Campaign setting in the Call of Cthulhu role-playing game

Nocturnum is a campaign setting in the Call of Cthulhu role-playing game. It is one of the few materials produced for the ill-fated d20 version of the game, although it was first published for the standard CoC rules. It was created by Christian T. Petersen and published by Fantasy Flight Games.

==Publication history==
Fantasy Flight Games published the Nocturnum trilogy of adventures over a span of three years as Long Shades (1997), Hollow Winds (1998) and Deep Secrets (1999). These adventures were set in the contemporary times, as opposed to the core Call of Cthulhu game's 1920s setting, and introduced a new mythos race and created a darker background atmosphere for the adventure. The company's Call of Cthulhu line ended after these three adventures were published. The Nocturnum books were later reprinted for d20 in 2002.

==Plot==
The story takes place in the town of Snowflake, a small community somewhere in Colorado. The players are visiting the town for pleasure, for business, or are just passing through. The campaign begins on the road to the Clearwater Hotel, where the characters meet for the first time.

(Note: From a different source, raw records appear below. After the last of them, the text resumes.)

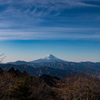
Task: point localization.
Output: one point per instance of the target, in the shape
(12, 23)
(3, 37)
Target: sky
(32, 29)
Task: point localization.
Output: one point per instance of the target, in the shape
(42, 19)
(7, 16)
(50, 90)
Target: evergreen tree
(20, 91)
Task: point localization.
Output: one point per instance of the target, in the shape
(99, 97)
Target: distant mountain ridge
(48, 58)
(52, 63)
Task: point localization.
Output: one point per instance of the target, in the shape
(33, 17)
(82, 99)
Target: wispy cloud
(31, 15)
(50, 33)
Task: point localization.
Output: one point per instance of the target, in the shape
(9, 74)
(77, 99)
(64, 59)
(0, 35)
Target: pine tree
(20, 91)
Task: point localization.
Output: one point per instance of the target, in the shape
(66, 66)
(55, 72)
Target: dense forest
(16, 85)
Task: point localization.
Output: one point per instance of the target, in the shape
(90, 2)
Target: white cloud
(50, 33)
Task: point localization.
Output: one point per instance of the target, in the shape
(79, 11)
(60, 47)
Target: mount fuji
(48, 58)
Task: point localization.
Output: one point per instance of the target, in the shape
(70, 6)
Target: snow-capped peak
(48, 58)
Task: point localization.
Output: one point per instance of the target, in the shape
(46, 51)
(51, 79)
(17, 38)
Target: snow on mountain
(48, 58)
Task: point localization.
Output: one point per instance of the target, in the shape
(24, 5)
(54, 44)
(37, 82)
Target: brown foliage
(82, 87)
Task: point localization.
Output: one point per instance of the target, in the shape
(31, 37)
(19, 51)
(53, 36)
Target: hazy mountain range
(53, 66)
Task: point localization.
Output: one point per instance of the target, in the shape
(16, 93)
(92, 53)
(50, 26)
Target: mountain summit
(48, 58)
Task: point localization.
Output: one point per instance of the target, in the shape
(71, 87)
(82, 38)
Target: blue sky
(68, 29)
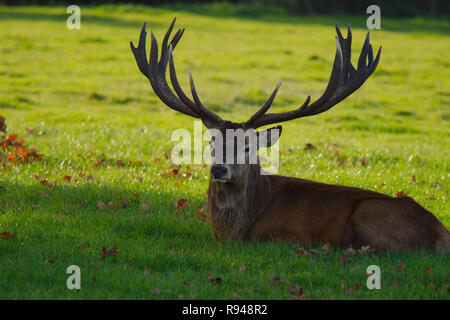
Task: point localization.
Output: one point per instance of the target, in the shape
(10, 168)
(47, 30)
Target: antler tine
(344, 80)
(197, 106)
(209, 114)
(264, 108)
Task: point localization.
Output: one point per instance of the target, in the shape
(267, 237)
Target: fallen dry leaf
(216, 280)
(5, 235)
(123, 202)
(309, 146)
(108, 252)
(400, 193)
(297, 291)
(101, 205)
(181, 204)
(143, 207)
(241, 269)
(396, 283)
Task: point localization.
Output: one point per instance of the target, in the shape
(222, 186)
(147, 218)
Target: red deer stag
(244, 204)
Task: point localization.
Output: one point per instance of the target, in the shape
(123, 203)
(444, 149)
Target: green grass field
(78, 96)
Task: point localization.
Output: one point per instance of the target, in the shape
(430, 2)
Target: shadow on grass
(245, 12)
(93, 206)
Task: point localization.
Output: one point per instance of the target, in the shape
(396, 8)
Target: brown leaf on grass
(101, 205)
(120, 163)
(6, 235)
(108, 252)
(2, 124)
(203, 216)
(297, 291)
(366, 249)
(326, 248)
(44, 193)
(180, 205)
(156, 292)
(309, 146)
(98, 162)
(401, 266)
(301, 252)
(274, 279)
(396, 283)
(241, 269)
(400, 193)
(44, 182)
(216, 280)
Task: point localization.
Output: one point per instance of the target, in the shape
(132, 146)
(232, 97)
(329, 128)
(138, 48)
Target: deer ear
(268, 137)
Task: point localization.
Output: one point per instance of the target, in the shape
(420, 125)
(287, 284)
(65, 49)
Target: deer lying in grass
(243, 204)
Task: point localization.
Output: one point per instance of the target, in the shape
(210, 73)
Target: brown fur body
(264, 207)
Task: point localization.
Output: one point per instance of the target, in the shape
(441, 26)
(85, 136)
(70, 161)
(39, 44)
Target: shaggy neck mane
(234, 207)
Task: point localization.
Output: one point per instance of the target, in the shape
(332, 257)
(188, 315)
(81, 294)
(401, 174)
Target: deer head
(344, 80)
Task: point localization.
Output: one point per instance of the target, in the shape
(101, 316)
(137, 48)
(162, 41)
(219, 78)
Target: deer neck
(233, 207)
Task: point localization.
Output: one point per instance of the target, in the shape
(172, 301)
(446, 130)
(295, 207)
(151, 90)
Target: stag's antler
(156, 72)
(344, 80)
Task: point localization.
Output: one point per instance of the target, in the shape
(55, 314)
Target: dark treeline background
(396, 8)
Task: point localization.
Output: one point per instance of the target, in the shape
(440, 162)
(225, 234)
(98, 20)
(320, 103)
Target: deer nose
(218, 172)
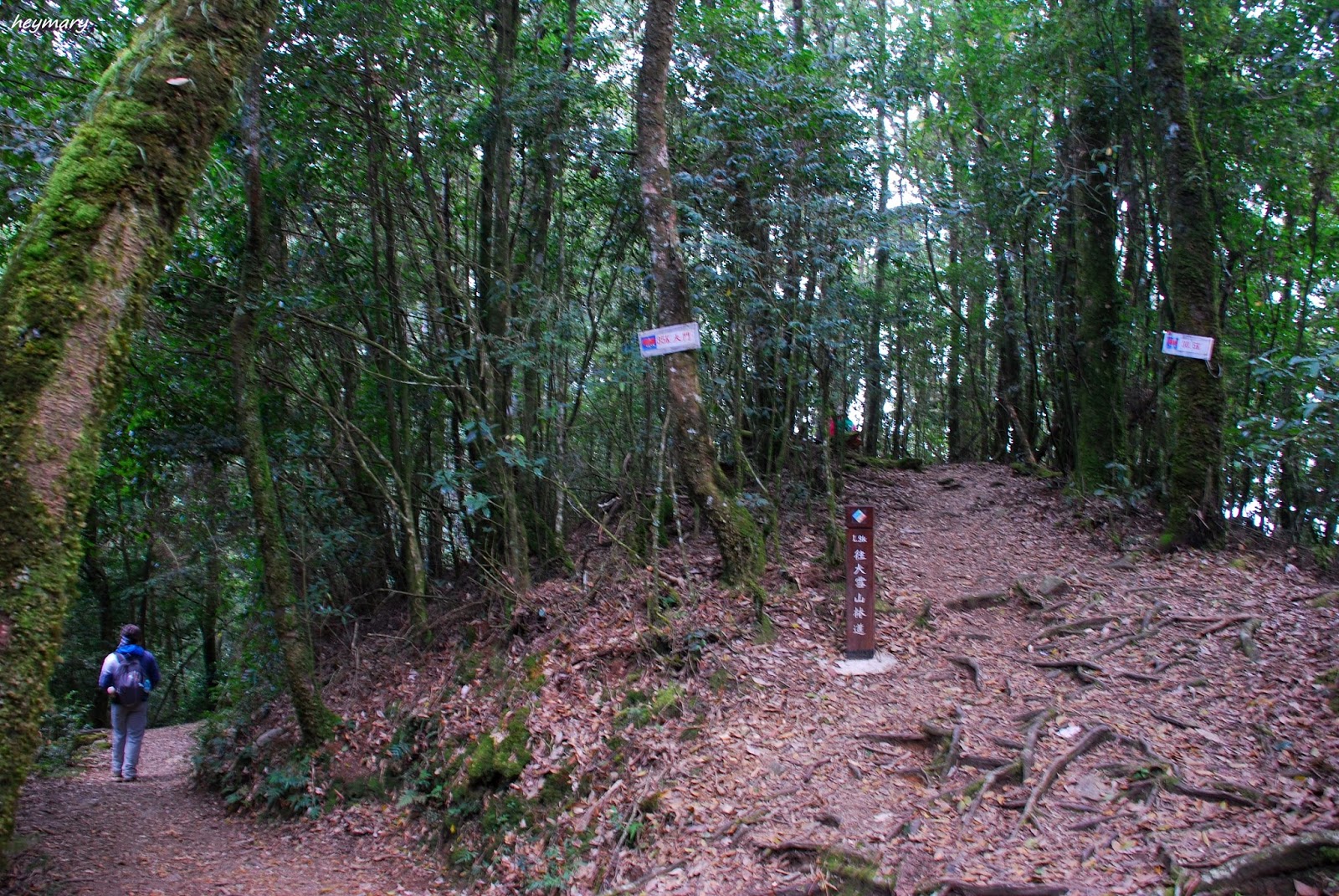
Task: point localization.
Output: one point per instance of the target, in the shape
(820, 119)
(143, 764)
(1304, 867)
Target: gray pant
(127, 731)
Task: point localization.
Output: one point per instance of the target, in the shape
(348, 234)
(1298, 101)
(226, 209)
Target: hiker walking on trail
(129, 674)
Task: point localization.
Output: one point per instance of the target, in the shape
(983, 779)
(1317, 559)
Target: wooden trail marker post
(860, 581)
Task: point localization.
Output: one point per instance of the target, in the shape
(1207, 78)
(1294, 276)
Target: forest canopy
(414, 271)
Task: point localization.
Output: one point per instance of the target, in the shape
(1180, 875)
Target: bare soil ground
(90, 836)
(1140, 719)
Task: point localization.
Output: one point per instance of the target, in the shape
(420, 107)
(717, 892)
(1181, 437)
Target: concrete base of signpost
(881, 662)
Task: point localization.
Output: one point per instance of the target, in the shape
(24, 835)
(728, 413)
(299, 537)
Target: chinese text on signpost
(860, 581)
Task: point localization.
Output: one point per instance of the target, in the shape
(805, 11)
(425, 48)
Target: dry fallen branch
(1068, 662)
(1314, 849)
(986, 784)
(1247, 637)
(1235, 795)
(1034, 730)
(971, 664)
(977, 602)
(636, 885)
(950, 887)
(1172, 719)
(1095, 737)
(1071, 628)
(1227, 622)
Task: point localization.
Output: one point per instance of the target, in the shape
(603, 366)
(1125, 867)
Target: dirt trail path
(800, 760)
(181, 842)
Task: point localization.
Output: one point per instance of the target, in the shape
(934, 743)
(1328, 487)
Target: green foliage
(64, 735)
(499, 758)
(642, 709)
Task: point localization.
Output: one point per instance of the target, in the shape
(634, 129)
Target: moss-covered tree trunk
(278, 591)
(1195, 490)
(70, 298)
(1100, 394)
(740, 540)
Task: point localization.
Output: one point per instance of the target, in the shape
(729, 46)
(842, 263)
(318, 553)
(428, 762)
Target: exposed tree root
(962, 888)
(1247, 637)
(1316, 849)
(859, 872)
(971, 666)
(1019, 768)
(977, 602)
(986, 784)
(1234, 795)
(1227, 622)
(1034, 730)
(1068, 662)
(1171, 719)
(1095, 737)
(1071, 628)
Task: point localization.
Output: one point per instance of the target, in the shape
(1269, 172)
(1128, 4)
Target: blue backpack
(129, 681)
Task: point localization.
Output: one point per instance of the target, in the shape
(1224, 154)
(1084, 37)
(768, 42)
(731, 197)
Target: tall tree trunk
(1101, 370)
(278, 590)
(738, 537)
(874, 356)
(70, 298)
(509, 545)
(1195, 512)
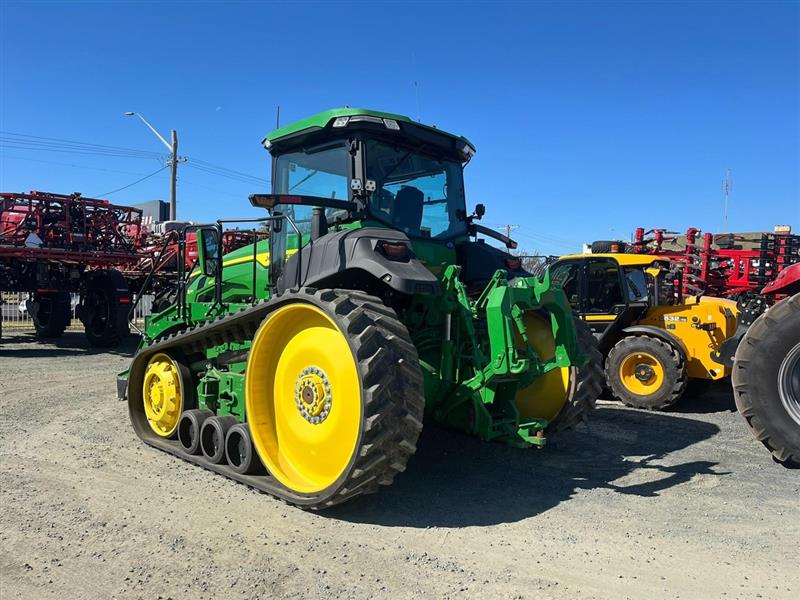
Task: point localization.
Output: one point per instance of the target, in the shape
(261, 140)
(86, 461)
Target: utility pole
(173, 161)
(727, 186)
(173, 190)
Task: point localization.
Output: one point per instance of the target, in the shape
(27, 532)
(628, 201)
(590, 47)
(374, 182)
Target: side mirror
(208, 251)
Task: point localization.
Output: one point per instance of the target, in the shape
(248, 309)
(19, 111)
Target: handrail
(147, 281)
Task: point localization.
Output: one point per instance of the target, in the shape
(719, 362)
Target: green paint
(467, 340)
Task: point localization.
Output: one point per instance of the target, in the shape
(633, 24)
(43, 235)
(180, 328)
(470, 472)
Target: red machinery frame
(69, 228)
(718, 270)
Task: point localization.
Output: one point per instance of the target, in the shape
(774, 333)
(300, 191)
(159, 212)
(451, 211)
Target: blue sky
(589, 118)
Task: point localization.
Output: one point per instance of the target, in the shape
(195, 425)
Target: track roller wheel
(766, 380)
(212, 437)
(646, 372)
(334, 395)
(189, 428)
(166, 393)
(239, 450)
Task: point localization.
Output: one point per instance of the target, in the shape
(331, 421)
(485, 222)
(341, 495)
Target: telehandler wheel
(645, 372)
(563, 396)
(334, 395)
(51, 313)
(166, 393)
(766, 380)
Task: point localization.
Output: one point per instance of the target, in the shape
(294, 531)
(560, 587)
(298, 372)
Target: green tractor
(303, 365)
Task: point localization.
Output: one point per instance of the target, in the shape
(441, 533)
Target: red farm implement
(52, 245)
(722, 265)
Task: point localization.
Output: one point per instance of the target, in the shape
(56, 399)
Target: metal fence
(14, 313)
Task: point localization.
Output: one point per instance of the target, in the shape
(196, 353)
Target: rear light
(393, 251)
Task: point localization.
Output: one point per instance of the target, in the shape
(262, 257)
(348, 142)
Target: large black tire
(51, 313)
(672, 364)
(104, 309)
(766, 380)
(586, 384)
(392, 393)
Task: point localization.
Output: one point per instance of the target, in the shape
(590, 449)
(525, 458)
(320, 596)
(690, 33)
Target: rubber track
(391, 381)
(767, 324)
(677, 361)
(588, 384)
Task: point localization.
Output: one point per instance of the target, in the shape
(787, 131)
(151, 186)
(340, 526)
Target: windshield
(318, 172)
(637, 284)
(416, 193)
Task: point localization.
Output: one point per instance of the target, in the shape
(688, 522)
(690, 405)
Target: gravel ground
(636, 505)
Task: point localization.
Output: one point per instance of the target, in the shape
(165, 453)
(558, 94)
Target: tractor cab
(355, 169)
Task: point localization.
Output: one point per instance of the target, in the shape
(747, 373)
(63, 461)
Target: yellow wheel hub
(545, 396)
(641, 373)
(312, 394)
(163, 396)
(303, 398)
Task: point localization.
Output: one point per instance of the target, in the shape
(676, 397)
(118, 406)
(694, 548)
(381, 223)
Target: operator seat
(408, 204)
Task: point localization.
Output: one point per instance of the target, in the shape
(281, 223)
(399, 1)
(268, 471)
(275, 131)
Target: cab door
(605, 302)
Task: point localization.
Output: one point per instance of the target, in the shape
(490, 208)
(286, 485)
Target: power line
(38, 140)
(125, 187)
(24, 141)
(54, 162)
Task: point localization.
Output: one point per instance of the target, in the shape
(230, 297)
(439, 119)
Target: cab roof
(626, 260)
(299, 131)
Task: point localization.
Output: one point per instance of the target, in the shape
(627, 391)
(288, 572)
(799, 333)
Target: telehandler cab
(653, 339)
(303, 365)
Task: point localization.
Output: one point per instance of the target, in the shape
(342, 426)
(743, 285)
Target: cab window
(636, 282)
(566, 276)
(603, 286)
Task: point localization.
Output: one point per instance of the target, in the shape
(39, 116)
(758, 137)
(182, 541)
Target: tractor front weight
(484, 354)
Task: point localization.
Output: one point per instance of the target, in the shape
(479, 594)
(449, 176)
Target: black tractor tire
(586, 386)
(104, 309)
(392, 391)
(766, 380)
(51, 313)
(605, 246)
(672, 363)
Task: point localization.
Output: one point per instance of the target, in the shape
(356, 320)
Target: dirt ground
(667, 505)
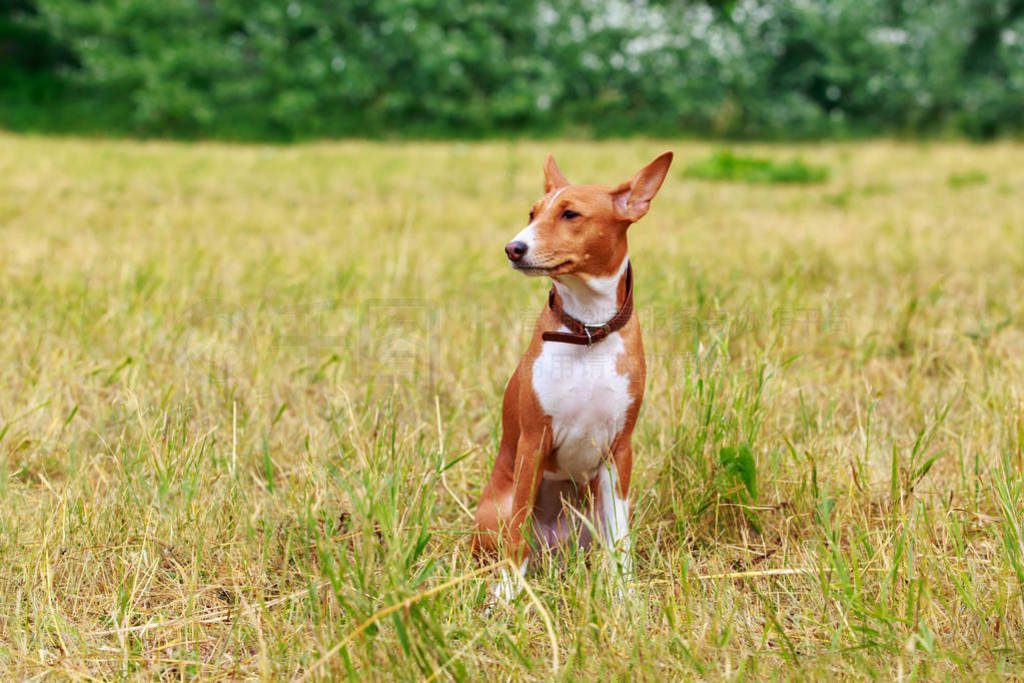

At the hotel, a woman named Cynthia Carmichael has been killed in her room, seemingly by a wild animal. The players investigate and are blamed for the murder by the local police.

In reality, Carmichael was killed by a werewolf named Ian McGuire, a slave to a Wilder Shk'ryth who plans to destroy the human race. He had been imprisoned in a nearby mountain for centuries by a local Native American tribe that had been performing a ritual to keep him trapped. He used Ian McGuire to escape.